"For six months, Norcross, you've been mowing a pretty wide swath out here in the tall hills. You've been posing as a little tin god before the people of this State, and all the while you've been knifing and slugging and black-jacking private capital and private business wherever and whenever they have happened to get in your way. Now, at the end of the lane, by Jupiter, we've got you dead to rights—you and your damned railroad!"
"Cut out as many of the personalities as you can, and come to the point," suggested the boss quietly.
"You think I haven't any point to come to?" barked the grafter, with rising anger. "I'll show you! You've beaten us in the courts, and your imported lawyers have——"
"Excuse me, Mr. Hatch," was the curt interruption. "Abuse isn't argument. State your case, if you have one."
"Oh, I've got the case, all right. You've been keeping your finger on the pulse, or you think you have, but I can wise you up to a few things that have got away from you. You thought you were the only original trust-buster when you started your scheme of locally owned elevators and warehouses and coal- and lumber-yards and ran us out of business. But I'm here to tell you that your fine-haired little deal to rob us began to die about as soon as it was born."
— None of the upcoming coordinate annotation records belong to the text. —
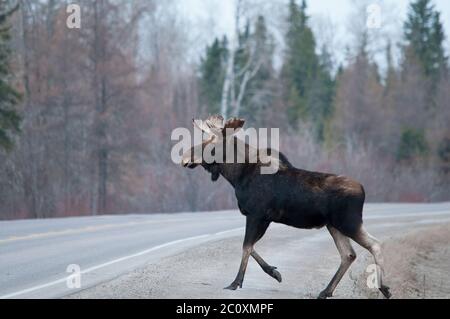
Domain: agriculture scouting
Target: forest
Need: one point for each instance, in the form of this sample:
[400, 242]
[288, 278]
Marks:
[86, 114]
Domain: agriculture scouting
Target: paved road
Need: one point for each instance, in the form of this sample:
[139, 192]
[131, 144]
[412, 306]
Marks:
[35, 254]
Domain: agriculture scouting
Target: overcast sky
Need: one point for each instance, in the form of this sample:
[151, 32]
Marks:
[215, 17]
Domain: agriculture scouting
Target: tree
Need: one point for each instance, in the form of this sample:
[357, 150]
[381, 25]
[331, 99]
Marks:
[212, 75]
[413, 144]
[9, 96]
[425, 37]
[306, 75]
[243, 89]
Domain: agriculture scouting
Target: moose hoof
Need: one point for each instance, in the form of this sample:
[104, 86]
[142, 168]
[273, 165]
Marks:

"How so?" inquired the boss, just as though Major Kendrick hadn't already given him his pointer about the how.
"In the way that everything of that kind is bound to die. It wasn't a month before your little local stockholders began to get together and swap stock and sell it. In a very short time the control of the whole string of local plants was in the hands of a hundred men. To-day it's in the hands of less than twenty, with John Marshall at the head of them."
This time the boss let out a notch. "So far, you haven't told me anything new. Go on."
"If I should name Marshall's bunch, you'd know what's coming to you. But we needn't go into statistics. Citizens' Storage & Warehouse is now a consolidated property, and John Marshall, Henckel and I control a majority of its stock. How does that strike you?"
"It strikes me that the people most deeply interested have been exceedingly foolish to sell their birthright. But that is strictly their own business, and not mine or the railroad company's."